11. The apparatus of claim 10, wherein the plating bath comprises an inner basin configured to contain a plating solution, the inner basin being positioned within an outer basin that is configured to collect overflow from the inner basin.

12. The apparatus of claim 10, wherein the substrate support surface comprises at least one vacuum channel in fluid communication with vacuum source.

13. The apparatus of claim 10, wherein the substrate support surface comprises a plurality of electrical contact pins extending therefrom.

14. The apparatus of claim 13, wherein the plurality of electrical contact pins are positioned substantially in a circular pattern proximate a perimeter of the substrate support surface.

15. The apparatus of claim 10, wherein the substrate support surface comprises at least one seal positioned radially outward from a plurality of electrical contact pins, the at least one seal being configured to prevent the electrochemical plating solution from flowing to the plurality of electrical contact pins during plating operations.

16. A method for electrochemically plating metal onto a substrate, comprising:

depositing a seed layer on a production surface of the substrate, the seed layer extending around a bevel edge of the substrate onto at least a portion of a non-production surface of the substrate;

vacuum chucking the non-production surface of the substrate to a substrate support member;

immersing the production surface of the substrate in an electrochemical plating solution having an anode positioned therein; and

providing an electrical plating bias between the production surface of the substrate and the anode via electrically connecting the portion of the seed layer that extends onto at least a portion of the non-production surface with a cathode terminal of a power supply and electrically connecting the anode with an anode terminal of a power supply.

17. The method of claim 16, wherein depositing the seed layer comprises using a first physical vapor deposition process to form a production surface seed layer and using a second physical vapor deposition process to form a seed layer extension that extends over a bevel edge of the substrate and onto at least a portion of the non-production surface of the substrate.

18. The method of claim 17, wherein the second physical vapor deposition process comprises positioning a ring member between a deposition target and the non-production surface of the substrate.

19. The method of claim 16, wherein vacuum chucking the substrate comprises providing low pressure to at least one vacuum channel formed into a substrate support surface of the substrate support member.

20. The method of claim 16, wherein the production surface of the substrate is free of mechanical, electrical, and sealing contacts.

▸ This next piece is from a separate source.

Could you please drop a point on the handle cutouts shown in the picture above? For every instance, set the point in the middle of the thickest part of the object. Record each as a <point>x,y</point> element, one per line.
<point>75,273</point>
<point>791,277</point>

21. The method of claim 16, wherein providing an electrical plating bias between the production surface of the substrate and the anode further comprises positioning a plurality of electrical contact pins that are in electrical communication with the cathode terminal of the power supply on the substrate support member.

22. The method of claim 16, wherein providing the electrical bias comprises electrically engaging the non-production surface of the substrate with a plurality of electrical contact pins positioned on the substrate support member, the plurality of contact pins operating to electrically engage the substrate once the substrate is vacuum chucked to the substrate support member.

23. The method of claim 22, further comprising positioning a seal member radially outward of the plurality of contact pins, the seal member operating to prevent the electrochemical plating solution from flowing to the plurality of contact pins.